More hesitation. He’d taken several steps into the room and was watching her with a mix of annoyance and something else. Regret? For a moment it was as though he’d forgotten all about me and Kale. He opened his mouth, then closed it again. A sharp intake of breath and a step back. Then, as suddenly as it appeared, it was gone.

The little cracks in his armor, giving me a glimpse that there might be an actual person inside, vanished, and he was his old self again. A cold, clinical, Denazen monkey. “You were an experiment. An enjoyable one, but still, one of many.” He grinned, but something about it seemed a bit forced. Or maybe I simply wanted it to be.

Mom sighed and shook her head. When she spoke, her voice was like a soft, barely there brush of a feather. “Does that make it easier? Telling yourself it was all about the job?

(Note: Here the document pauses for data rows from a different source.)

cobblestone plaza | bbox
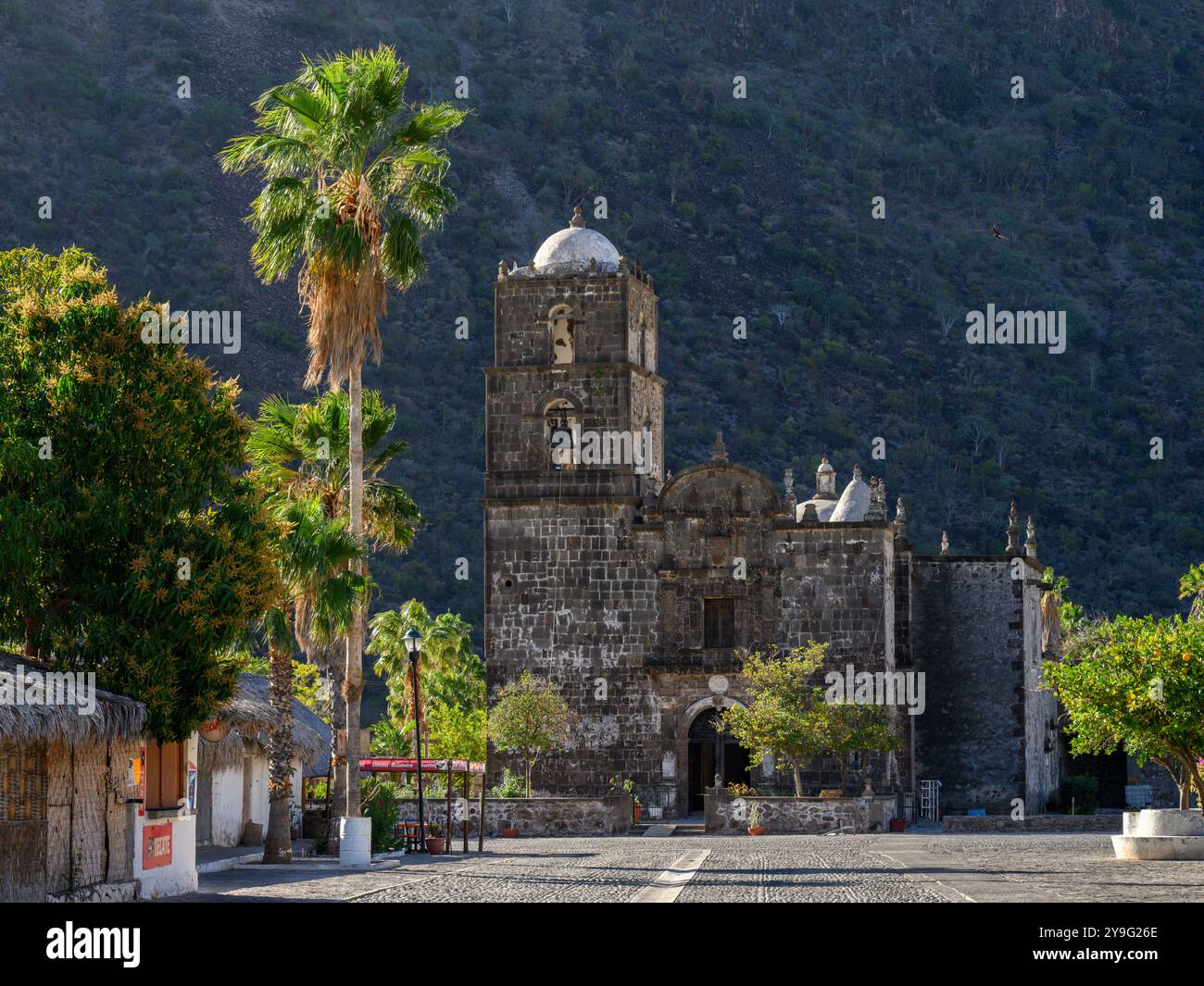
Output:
[180,833,1204,903]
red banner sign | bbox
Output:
[360,756,485,774]
[142,822,171,869]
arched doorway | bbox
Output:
[687,709,749,815]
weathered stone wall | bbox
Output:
[940,813,1122,832]
[911,555,1057,813]
[706,793,897,835]
[397,794,633,838]
[485,504,661,794]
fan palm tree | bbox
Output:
[1179,564,1204,620]
[247,390,422,853]
[261,497,365,863]
[219,45,466,818]
[247,390,422,552]
[368,600,484,745]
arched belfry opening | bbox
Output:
[543,397,579,470]
[686,708,751,815]
[548,305,577,366]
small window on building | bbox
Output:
[548,305,577,365]
[145,742,184,811]
[543,401,577,470]
[702,600,735,648]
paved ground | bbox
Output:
[177,833,1204,903]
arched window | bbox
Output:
[548,305,577,365]
[543,397,579,470]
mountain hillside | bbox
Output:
[0,0,1204,674]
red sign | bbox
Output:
[142,822,171,869]
[360,756,485,774]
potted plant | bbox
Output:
[426,822,446,856]
[610,777,645,825]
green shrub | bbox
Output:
[361,777,401,853]
[1056,774,1099,815]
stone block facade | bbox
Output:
[397,794,633,838]
[706,794,898,835]
[912,555,1060,814]
[482,217,1057,818]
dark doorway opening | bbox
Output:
[687,709,750,815]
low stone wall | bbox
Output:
[398,794,633,835]
[705,793,896,835]
[940,814,1123,832]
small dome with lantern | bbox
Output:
[533,206,619,274]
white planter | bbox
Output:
[338,818,372,867]
[1112,808,1204,859]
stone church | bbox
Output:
[482,209,1060,818]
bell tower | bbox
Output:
[482,208,665,794]
[485,208,665,498]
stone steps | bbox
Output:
[627,822,707,838]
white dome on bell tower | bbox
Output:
[531,206,619,274]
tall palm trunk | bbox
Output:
[344,360,365,818]
[264,646,293,863]
[325,651,346,856]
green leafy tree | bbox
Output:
[1179,565,1204,620]
[1043,617,1204,808]
[720,641,832,797]
[489,670,577,797]
[0,248,277,742]
[426,702,486,762]
[369,718,414,756]
[368,600,485,736]
[219,45,465,817]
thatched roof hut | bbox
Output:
[0,654,147,746]
[201,672,330,766]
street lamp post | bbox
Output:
[402,627,426,853]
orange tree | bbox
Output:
[1044,617,1204,808]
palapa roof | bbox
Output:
[201,672,330,765]
[0,654,147,746]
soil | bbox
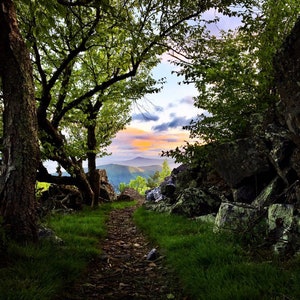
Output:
[59,203,188,300]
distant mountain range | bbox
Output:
[97,157,176,191]
[55,156,178,191]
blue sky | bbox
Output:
[98,10,241,164]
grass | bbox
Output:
[134,208,300,300]
[0,202,134,300]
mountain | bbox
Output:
[103,156,176,169]
[97,164,162,190]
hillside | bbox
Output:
[97,164,162,190]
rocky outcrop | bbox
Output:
[146,18,300,255]
[117,187,143,201]
[96,170,116,202]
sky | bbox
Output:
[45,10,241,172]
[98,60,201,163]
[97,10,240,164]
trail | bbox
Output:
[60,203,188,300]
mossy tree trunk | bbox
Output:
[0,0,39,242]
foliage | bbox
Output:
[164,0,300,160]
[0,202,135,300]
[35,181,50,198]
[134,208,300,300]
[12,0,230,178]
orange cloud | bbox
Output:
[109,127,189,156]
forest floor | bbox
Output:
[58,203,188,300]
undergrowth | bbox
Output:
[0,202,134,300]
[134,208,300,300]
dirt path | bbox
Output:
[61,207,187,300]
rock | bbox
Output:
[38,184,83,218]
[212,138,270,188]
[147,248,158,260]
[171,188,221,218]
[268,204,300,255]
[160,176,176,198]
[145,187,163,202]
[214,202,259,233]
[96,170,116,202]
[252,177,283,208]
[38,225,64,245]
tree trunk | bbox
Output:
[0,0,39,242]
[87,124,100,206]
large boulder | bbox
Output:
[252,176,283,208]
[96,170,116,202]
[117,187,144,201]
[212,138,270,188]
[171,188,221,217]
[214,202,259,233]
[268,204,300,256]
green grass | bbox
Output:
[0,202,134,300]
[135,208,300,300]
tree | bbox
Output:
[18,0,230,203]
[164,0,300,160]
[0,0,39,242]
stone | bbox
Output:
[145,187,163,202]
[171,188,221,218]
[117,187,143,201]
[38,225,64,245]
[268,204,300,255]
[96,170,116,202]
[214,202,258,233]
[160,176,176,198]
[252,176,282,208]
[212,138,270,188]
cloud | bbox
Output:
[152,117,192,132]
[180,96,194,106]
[154,105,164,112]
[132,112,159,122]
[108,127,189,157]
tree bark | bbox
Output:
[0,0,39,242]
[87,124,100,206]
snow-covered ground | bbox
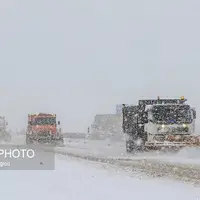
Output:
[9,136,200,165]
[0,156,200,200]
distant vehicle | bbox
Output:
[0,116,11,142]
[122,97,200,152]
[26,113,64,144]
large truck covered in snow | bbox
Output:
[0,116,11,142]
[26,113,64,144]
[122,97,200,152]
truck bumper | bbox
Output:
[145,142,200,148]
[28,135,63,142]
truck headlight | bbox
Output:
[183,124,188,128]
[157,125,170,133]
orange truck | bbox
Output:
[26,113,64,144]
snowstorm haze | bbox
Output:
[0,0,200,131]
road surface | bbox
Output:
[0,155,200,200]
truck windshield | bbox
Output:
[152,105,192,124]
[30,117,56,125]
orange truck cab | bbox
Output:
[26,113,63,144]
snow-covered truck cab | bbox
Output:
[122,97,200,152]
[144,99,196,146]
[26,113,64,144]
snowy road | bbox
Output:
[0,156,200,200]
[9,137,200,184]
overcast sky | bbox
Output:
[0,0,200,131]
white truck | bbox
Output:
[122,97,200,152]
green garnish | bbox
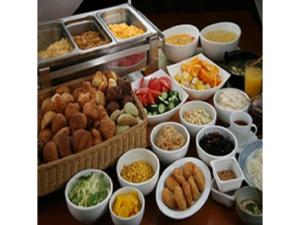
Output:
[68,172,111,207]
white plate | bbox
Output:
[228,127,258,153]
[155,157,211,219]
[167,53,230,100]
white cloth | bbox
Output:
[38,0,83,22]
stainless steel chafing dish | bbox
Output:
[38,4,163,88]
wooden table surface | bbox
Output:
[38,11,262,225]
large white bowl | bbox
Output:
[150,122,190,165]
[179,101,217,137]
[109,187,145,225]
[155,157,211,219]
[162,24,200,62]
[200,22,241,61]
[131,69,188,124]
[65,169,113,224]
[116,148,160,195]
[213,88,250,124]
[167,53,230,100]
[196,126,238,165]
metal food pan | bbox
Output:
[38,21,76,63]
[65,16,115,52]
[96,6,150,42]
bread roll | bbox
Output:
[73,129,93,152]
[51,113,67,134]
[44,141,58,162]
[69,113,87,132]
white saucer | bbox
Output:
[228,127,258,153]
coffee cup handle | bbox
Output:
[251,123,257,134]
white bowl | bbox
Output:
[210,157,244,192]
[131,69,188,124]
[162,24,200,62]
[213,88,250,124]
[211,179,236,208]
[167,53,230,100]
[116,148,160,195]
[200,22,241,61]
[155,157,211,219]
[150,122,190,165]
[196,126,238,165]
[109,187,145,225]
[179,101,217,137]
[65,169,113,224]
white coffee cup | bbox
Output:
[230,112,257,136]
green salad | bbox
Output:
[69,172,111,207]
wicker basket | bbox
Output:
[38,77,147,196]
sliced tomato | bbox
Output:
[148,78,161,91]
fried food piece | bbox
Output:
[82,100,99,120]
[73,129,94,152]
[193,166,205,192]
[43,141,58,162]
[41,111,56,130]
[51,113,67,134]
[69,113,87,132]
[173,168,185,184]
[182,181,193,207]
[174,186,187,210]
[162,187,177,209]
[57,133,72,157]
[51,94,67,113]
[65,102,80,121]
[165,175,179,192]
[188,176,200,201]
[91,128,102,145]
[98,105,116,140]
[55,86,70,95]
[183,162,195,179]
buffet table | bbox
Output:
[38,8,262,225]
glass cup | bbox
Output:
[245,60,262,98]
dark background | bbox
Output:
[75,0,261,25]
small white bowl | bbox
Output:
[150,122,190,165]
[200,22,241,61]
[116,148,160,195]
[210,157,244,192]
[211,179,236,208]
[213,88,250,124]
[179,101,217,137]
[167,53,230,100]
[109,187,145,225]
[196,126,238,165]
[155,157,211,219]
[162,24,200,62]
[131,69,188,124]
[65,169,113,224]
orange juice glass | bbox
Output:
[245,61,262,98]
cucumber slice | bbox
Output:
[158,104,166,113]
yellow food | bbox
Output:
[166,34,195,45]
[121,160,154,183]
[113,191,141,218]
[38,38,73,59]
[155,125,186,151]
[204,30,237,42]
[108,23,145,39]
[175,57,222,90]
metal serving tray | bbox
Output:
[64,15,116,53]
[97,5,153,42]
[38,21,77,64]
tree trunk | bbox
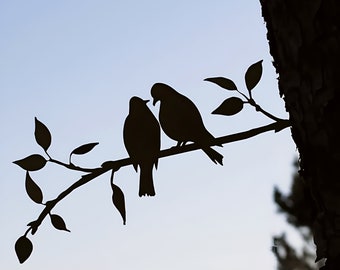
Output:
[260,0,340,270]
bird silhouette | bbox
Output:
[123,97,161,197]
[151,83,223,165]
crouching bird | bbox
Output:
[123,97,161,197]
[151,83,223,165]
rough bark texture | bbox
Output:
[260,0,340,270]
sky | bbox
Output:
[0,0,297,270]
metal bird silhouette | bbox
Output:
[123,97,161,196]
[151,83,223,165]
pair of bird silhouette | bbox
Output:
[123,83,223,196]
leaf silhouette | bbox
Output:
[245,60,263,92]
[70,142,98,156]
[111,183,126,225]
[34,117,52,151]
[25,172,43,204]
[204,77,237,90]
[14,235,33,263]
[50,214,70,232]
[212,97,244,115]
[13,154,47,171]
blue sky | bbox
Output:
[0,0,296,270]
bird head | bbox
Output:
[129,96,150,110]
[151,83,175,105]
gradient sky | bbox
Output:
[0,0,297,270]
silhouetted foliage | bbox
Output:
[14,60,290,263]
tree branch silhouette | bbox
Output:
[25,120,290,235]
[14,60,291,263]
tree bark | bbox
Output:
[260,0,340,270]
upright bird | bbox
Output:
[123,97,161,196]
[151,83,223,165]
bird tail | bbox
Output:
[202,147,223,165]
[139,165,156,197]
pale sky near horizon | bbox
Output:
[0,0,297,270]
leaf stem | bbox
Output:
[48,157,95,172]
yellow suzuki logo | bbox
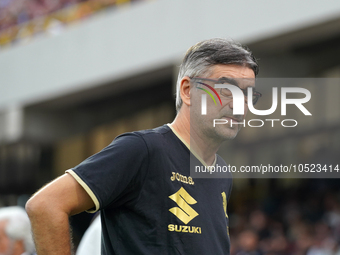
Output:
[169,187,198,224]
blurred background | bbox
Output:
[0,0,340,255]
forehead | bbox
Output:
[209,65,255,88]
[211,65,255,79]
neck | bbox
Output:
[170,109,221,165]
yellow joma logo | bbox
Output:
[169,187,198,224]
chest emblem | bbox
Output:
[169,187,198,224]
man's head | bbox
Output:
[0,206,34,255]
[176,38,259,112]
[176,39,258,141]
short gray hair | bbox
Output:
[0,206,35,253]
[176,38,259,112]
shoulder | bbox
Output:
[115,125,172,146]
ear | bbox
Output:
[180,76,191,106]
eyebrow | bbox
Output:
[217,77,239,87]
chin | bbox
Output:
[218,129,239,140]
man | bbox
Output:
[0,206,34,255]
[26,39,258,255]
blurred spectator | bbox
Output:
[236,230,262,255]
[0,0,141,47]
[0,206,35,255]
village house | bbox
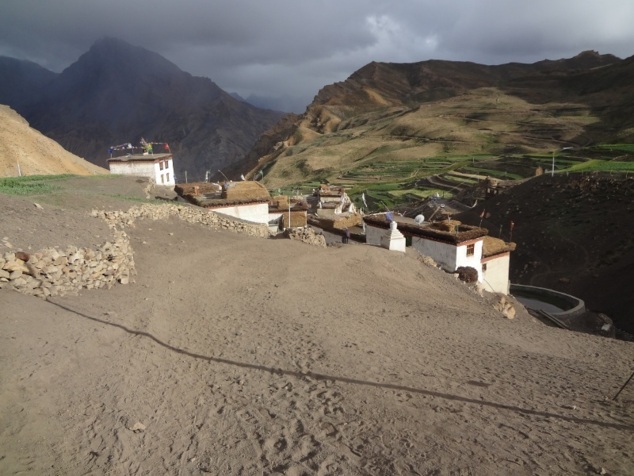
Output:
[269,195,308,232]
[363,213,515,294]
[108,143,176,186]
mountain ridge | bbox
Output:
[245,51,634,187]
[0,37,283,180]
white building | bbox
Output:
[363,213,515,294]
[108,154,176,186]
[176,181,271,224]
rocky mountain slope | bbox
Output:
[457,174,634,334]
[0,105,108,177]
[0,38,282,179]
[249,52,634,187]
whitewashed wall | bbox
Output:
[108,161,156,180]
[365,224,387,246]
[108,159,176,186]
[482,253,511,294]
[412,236,483,281]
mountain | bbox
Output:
[245,51,634,188]
[0,105,108,177]
[0,56,57,110]
[2,38,283,179]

He ignored her, but I swore he flinched. “We found a way to enhance the abilities of Six offspring. The chemical boosted the abnormality of the sixth chromosome, making it, in ninety-nine percent of the trials, ten times stronger. While not every gift manifests exactly the same from parent to child, there’s always a similarity. The project was called Supremacy.”

Supremacy. That’s what Dad and that Vincent guy mentioned in the emails. “Deznee is the result of that project. As is Fin.”

Experiment? Like mold in a Petri dish? And one of many? That meant there were more than me and Fin? How many had Dad… conducted personally? God. I might have siblings out there somewhere. Maybe stuck inside Denazen.

He pointed from Mom to me. “Sueshanna’s ability to mimic someone else was highly useful, but sadly limited. Nothing more than a simple illusion. Deznee, on the other hand, has far greater range. I imagine with age it will continue to increase unless…”

“Unless what?” I whispered, sick.

Dad sighed. He avoided making eye contact with Mom. “You’re second generation. Your predecessors were amazing. The perfect employees with abilities greater than we had ever imagined. They didn’t need to be coerced or lied to. They didn’t need to be motivated or threatened. They were raised to be the perfect Denazen soldiers. They knew how special they were and that there were great things in store for them. But we must have made a mistake with the chemical composition. One by one, as the children turned eighteen, they became irrational. Impossible to control. All remnants of the first phase of the experiment were retired.”

“Retired? You killed them?”

He glared at me like I was an idiot. “They were uncontrollable. In the end, nothing more than animals. We did them a favor.”

“So you’re telling me I might lose my shit when I hit eighteen? Go bonkers?” Really, it was the least of my problems at the moment, but if I made it out of this alive—and free—it’d be a major concern sooner rather than later. I’d be turning eighteen in eight months.

He shrugged like it didn’t matter. “It’s a very real possibility, yes. The first of the second trial Supremacy group turns eighteen next month. It will be exciting to see how it turns out.”

Exciting? Not quite the word I was thinking.

“We started over again. Picking those we found most useful, and injected the improved chemical into the amniotic fluid. Once the babies were born, they were placed with Denazen employees. Most showed signs of their gift before the end of their first year. They were the easy ones. A generation brought up to believe in what we stood for right from the start.”

I thought about Flip, the guy I’d met in the cafeteria on my first day. The things he said. The total and complete conviction that he was a good guy. That Denazen was out there making the world a better place. He was devoted, and he hadn’t been raised there. Imagine what lifers would be like.

Dad’s expression twisted into some horrible, distorted version of the controlled, blank one I’d known my entire life. “Two never developed gifts—unfortunate, but it does happen. When, by the age of five, you showed no signs, I chalked it up to a loss. You and Fin were our only failures. But you were sneaky, weren’t you? You developed abilities and kept yourself well hidden. Tell me—when did you first get them?”

“I was seven when it happened the first time.” Not like telling him mattered. It actually made me feel warm and fuzzy. He’d obviously been watching for it and I’d still managed to keep it a secret. Score one for me.